You're probably not using an 800GB model.

▲

p1esk a day ago | parent | prev [-]

It is right. The shuffling is from CPU memory to GPU memory, and from GPU memory to GPU. If you don’t have enough memory you can’t run the model.

▲

Zambyte 12 hours ago | parent [-]

How can I observe it being loaded into CPU memory? When I run a 20gb model with ollama, htop reports 3gb of total RAM usage.

▲

zamadatix 12 hours ago | parent | next [-]

Think of it like loading a moving truck where:

- The house is the disk

- You are the RAM

- The truck is the VRAM

There won't be a single time you can observe yourself carrying the weight of everything being moved out of the house because that's not what's happening. Instead you can observe yourself taking many tiny loads until everything is finally moved, at which point you yourself should not be loaded as a result of carrying things from the house anymore (but you may be loaded for whatever else you're doing).

Viewing active memory bandwidth can be more complicated than it'd seem to set up, so the easier way is to just view your VRAM usage as you load in the model freshly into the card. The "nvtop" utility can do this for most any GPU on Linux, as well as other stats you might care about as you watch LLMs run.

▲

Zambyte 7 hours ago | parent [-]

My confusion was on the shuffling process happening per token. If this was happening per token, it would be effectively the same as loading the model from disk every token.

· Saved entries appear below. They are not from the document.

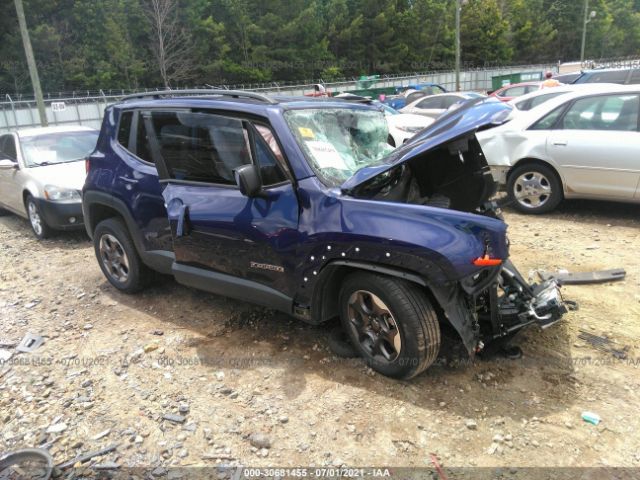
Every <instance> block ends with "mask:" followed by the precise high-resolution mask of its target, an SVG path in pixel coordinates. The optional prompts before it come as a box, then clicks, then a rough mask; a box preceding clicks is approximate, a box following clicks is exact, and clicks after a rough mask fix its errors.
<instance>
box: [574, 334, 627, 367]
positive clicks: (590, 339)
mask: <svg viewBox="0 0 640 480" xmlns="http://www.w3.org/2000/svg"><path fill="white" fill-rule="evenodd" d="M578 338H579V339H580V340H584V341H585V342H587V343H588V344H590V345H591V346H592V347H594V348H595V349H597V350H600V351H601V352H605V353H610V354H611V355H613V356H614V357H615V358H617V359H618V360H624V359H626V358H627V352H628V351H629V346H627V345H625V346H624V347H622V348H621V349H620V348H614V345H615V344H614V343H613V342H612V341H611V339H609V338H608V337H606V336H605V337H601V336H599V335H594V334H593V333H589V332H586V331H584V330H580V333H579V334H578Z"/></svg>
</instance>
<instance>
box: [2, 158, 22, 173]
mask: <svg viewBox="0 0 640 480" xmlns="http://www.w3.org/2000/svg"><path fill="white" fill-rule="evenodd" d="M0 169H2V170H11V169H16V170H17V169H18V163H17V162H14V161H13V160H9V159H8V158H3V159H2V160H0Z"/></svg>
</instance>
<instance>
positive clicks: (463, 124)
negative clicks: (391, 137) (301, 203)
mask: <svg viewBox="0 0 640 480" xmlns="http://www.w3.org/2000/svg"><path fill="white" fill-rule="evenodd" d="M511 109H512V107H511V106H510V105H507V104H505V103H503V102H501V101H499V100H496V99H494V98H478V99H473V100H469V101H468V102H466V103H465V104H463V105H462V106H461V107H460V108H458V109H456V110H453V111H451V112H449V113H446V114H444V115H443V116H441V117H439V118H438V119H437V120H436V121H435V122H434V123H433V124H431V125H430V126H429V127H427V128H426V129H424V130H422V131H421V132H420V133H418V134H417V135H416V136H415V137H413V138H412V139H411V140H409V141H408V142H407V143H405V144H404V145H403V146H401V147H399V148H397V149H396V150H394V151H393V152H392V153H391V154H390V155H389V156H388V157H386V158H385V159H384V160H383V164H381V165H376V166H371V167H365V168H362V169H360V170H358V171H357V172H356V173H355V174H354V175H352V176H351V177H350V178H349V179H347V180H346V181H345V182H344V183H343V184H342V186H341V190H342V191H343V192H344V193H346V194H351V193H353V192H354V191H355V190H357V189H358V188H359V187H360V186H362V185H364V184H367V183H368V182H369V181H371V180H372V179H374V178H375V177H377V176H379V175H382V174H384V173H386V172H388V171H389V170H391V169H393V168H395V167H397V166H399V165H401V164H403V163H406V162H409V161H410V160H412V159H415V158H416V157H420V156H423V155H425V154H427V153H428V152H430V151H431V150H434V149H438V148H440V147H444V146H445V145H447V144H449V143H455V142H456V141H457V140H460V139H463V138H466V137H469V136H470V135H474V136H475V132H477V131H479V130H484V129H487V128H491V127H494V126H497V125H500V124H502V123H503V122H504V121H505V120H506V119H507V117H508V116H509V113H510V112H511Z"/></svg>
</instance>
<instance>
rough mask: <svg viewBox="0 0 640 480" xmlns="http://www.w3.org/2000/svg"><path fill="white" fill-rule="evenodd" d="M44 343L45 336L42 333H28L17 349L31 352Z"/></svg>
mask: <svg viewBox="0 0 640 480" xmlns="http://www.w3.org/2000/svg"><path fill="white" fill-rule="evenodd" d="M43 343H44V338H43V337H41V336H40V335H35V334H33V333H27V334H26V335H25V336H24V338H23V339H22V340H21V341H20V343H19V344H18V346H17V347H16V350H17V351H18V352H23V353H29V352H33V351H34V350H35V349H36V348H38V347H39V346H40V345H42V344H43Z"/></svg>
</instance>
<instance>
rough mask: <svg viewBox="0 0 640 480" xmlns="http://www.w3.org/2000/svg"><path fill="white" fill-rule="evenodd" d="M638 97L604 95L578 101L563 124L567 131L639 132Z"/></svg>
mask: <svg viewBox="0 0 640 480" xmlns="http://www.w3.org/2000/svg"><path fill="white" fill-rule="evenodd" d="M639 99H640V97H639V96H638V95H603V96H598V97H589V98H582V99H580V100H576V101H575V102H574V104H573V105H572V106H571V107H570V108H569V110H568V111H567V113H566V114H565V115H564V118H563V119H562V122H561V128H563V129H565V130H617V131H636V130H638V103H639Z"/></svg>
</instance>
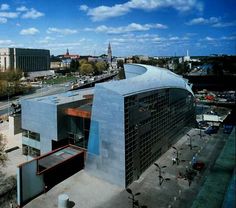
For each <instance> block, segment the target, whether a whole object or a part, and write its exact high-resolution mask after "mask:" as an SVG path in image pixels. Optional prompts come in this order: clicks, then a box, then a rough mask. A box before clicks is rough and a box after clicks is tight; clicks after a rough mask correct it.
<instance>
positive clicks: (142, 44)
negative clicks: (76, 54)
mask: <svg viewBox="0 0 236 208" xmlns="http://www.w3.org/2000/svg"><path fill="white" fill-rule="evenodd" d="M109 42H111V46H112V51H113V55H114V56H127V55H141V54H142V55H149V56H160V55H175V54H176V55H178V56H180V55H184V54H185V53H186V50H189V53H190V55H209V54H213V53H217V54H219V53H220V54H222V53H223V54H236V1H235V0H216V1H212V0H199V1H198V0H122V1H121V0H119V1H114V0H106V1H105V0H47V1H46V0H5V1H2V0H0V47H24V48H45V49H49V50H50V51H51V54H54V55H58V54H63V53H65V51H66V49H67V48H68V49H69V51H70V53H71V54H80V55H100V54H103V53H106V51H107V45H108V43H109Z"/></svg>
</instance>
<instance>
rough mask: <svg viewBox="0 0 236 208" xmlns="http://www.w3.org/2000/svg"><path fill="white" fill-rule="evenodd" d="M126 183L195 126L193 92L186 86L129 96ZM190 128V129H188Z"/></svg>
mask: <svg viewBox="0 0 236 208" xmlns="http://www.w3.org/2000/svg"><path fill="white" fill-rule="evenodd" d="M124 102H125V175H126V186H128V185H129V184H131V183H132V182H133V181H134V180H136V179H138V178H139V176H140V175H141V174H142V173H143V172H144V171H145V170H146V169H147V168H148V167H149V166H150V165H152V164H153V162H154V161H156V160H157V158H158V157H159V156H160V155H161V154H163V153H164V152H165V151H166V150H167V149H168V148H169V147H170V146H171V145H172V144H173V143H174V141H175V140H176V139H177V137H178V135H180V134H182V133H184V129H185V128H186V127H187V126H192V124H194V119H195V116H194V115H195V111H194V104H193V96H192V94H191V93H189V92H188V91H186V90H183V89H174V88H173V89H172V88H170V89H160V90H154V91H149V92H145V93H140V94H135V95H131V96H127V97H125V101H124ZM185 130H186V129H185Z"/></svg>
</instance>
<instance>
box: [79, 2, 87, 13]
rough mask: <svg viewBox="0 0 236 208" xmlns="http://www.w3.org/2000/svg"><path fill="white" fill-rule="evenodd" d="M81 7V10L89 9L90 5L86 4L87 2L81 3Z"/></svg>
mask: <svg viewBox="0 0 236 208" xmlns="http://www.w3.org/2000/svg"><path fill="white" fill-rule="evenodd" d="M79 9H80V10H81V11H85V12H86V11H88V9H89V7H88V6H87V5H85V4H83V5H81V6H80V7H79Z"/></svg>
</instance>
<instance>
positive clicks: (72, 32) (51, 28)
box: [47, 27, 78, 35]
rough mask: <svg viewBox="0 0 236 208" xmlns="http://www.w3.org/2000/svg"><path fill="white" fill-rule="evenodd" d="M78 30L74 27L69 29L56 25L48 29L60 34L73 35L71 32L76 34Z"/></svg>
mask: <svg viewBox="0 0 236 208" xmlns="http://www.w3.org/2000/svg"><path fill="white" fill-rule="evenodd" d="M77 32H78V31H77V30H74V29H68V28H63V29H59V28H55V27H49V28H48V30H47V33H48V34H50V33H58V34H62V35H71V34H75V33H77Z"/></svg>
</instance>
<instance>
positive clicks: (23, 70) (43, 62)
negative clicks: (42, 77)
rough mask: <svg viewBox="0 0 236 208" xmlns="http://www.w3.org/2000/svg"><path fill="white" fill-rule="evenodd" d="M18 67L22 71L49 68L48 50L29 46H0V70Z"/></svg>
mask: <svg viewBox="0 0 236 208" xmlns="http://www.w3.org/2000/svg"><path fill="white" fill-rule="evenodd" d="M8 69H11V70H16V69H20V70H22V71H23V72H34V71H45V70H49V69H50V51H49V50H45V49H29V48H0V71H1V72H5V71H6V70H8Z"/></svg>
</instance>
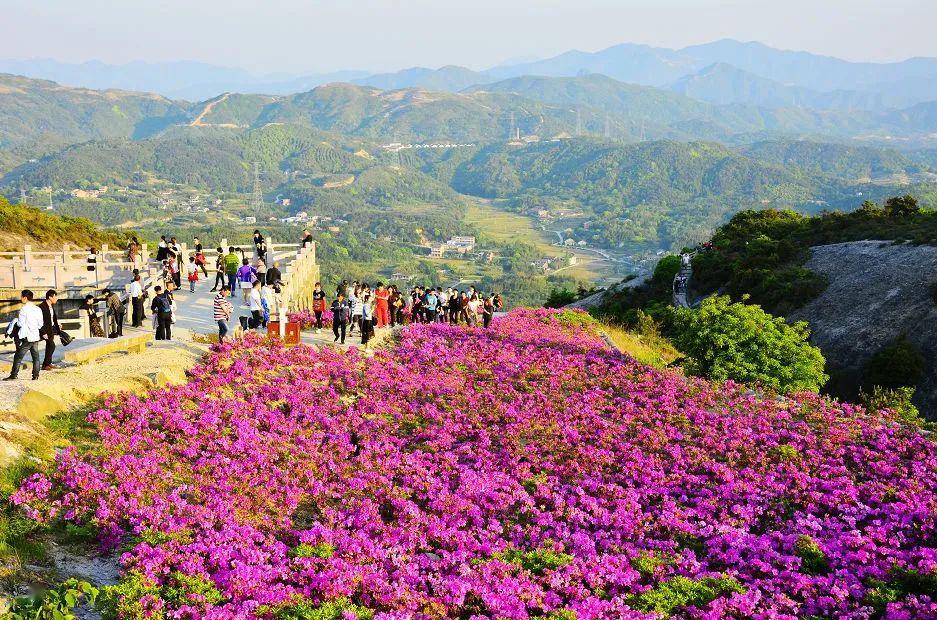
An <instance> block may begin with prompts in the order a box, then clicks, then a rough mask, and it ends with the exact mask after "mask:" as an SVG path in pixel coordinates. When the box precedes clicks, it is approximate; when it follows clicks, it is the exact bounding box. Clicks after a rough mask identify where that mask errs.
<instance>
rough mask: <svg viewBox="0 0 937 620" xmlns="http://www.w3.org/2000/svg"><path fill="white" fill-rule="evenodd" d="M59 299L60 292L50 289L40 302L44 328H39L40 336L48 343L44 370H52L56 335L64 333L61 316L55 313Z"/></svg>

	▲	p1esk 5 hours ago \| parent [-]
		The model might get loaded on every token - from GPU memory to GPU. This depends on how much of it is cached on GPU. Inputs to every layer must be loaded as well. Also, if your model doesn’t fit in GPU memory but fits in CPU memory, and you’re doing GPU offloading, then you’re also shuffling between CPU and GPU memory.

▲

p1esk 11 hours ago | parent | prev [-]

Depends on map_location arg in torch.load: might be loaded straight to GPU memory

▲

zamadatix a day ago | parent | prev | next [-]

> Clearly, graphics cards are optimized for graphics; they just happened to be good for AI

I feel like the reverse has been true since after the Pascal era.

▲

autoexec a day ago | parent | prev [-]

I don't doubt that there will be specialized chips that make AI easier, but they'll be more expensive than the graphics cards sold to consumers which means that a lot of companies will just go with graphics cards, either because the extra speed of specialized chips won't be worth the cost, or will they'll be flat out too expensive and priced for the small number of massive spenders who'll shell out insane amounts of money for any/every advantage (whatever they think that means) they can get over everyone else.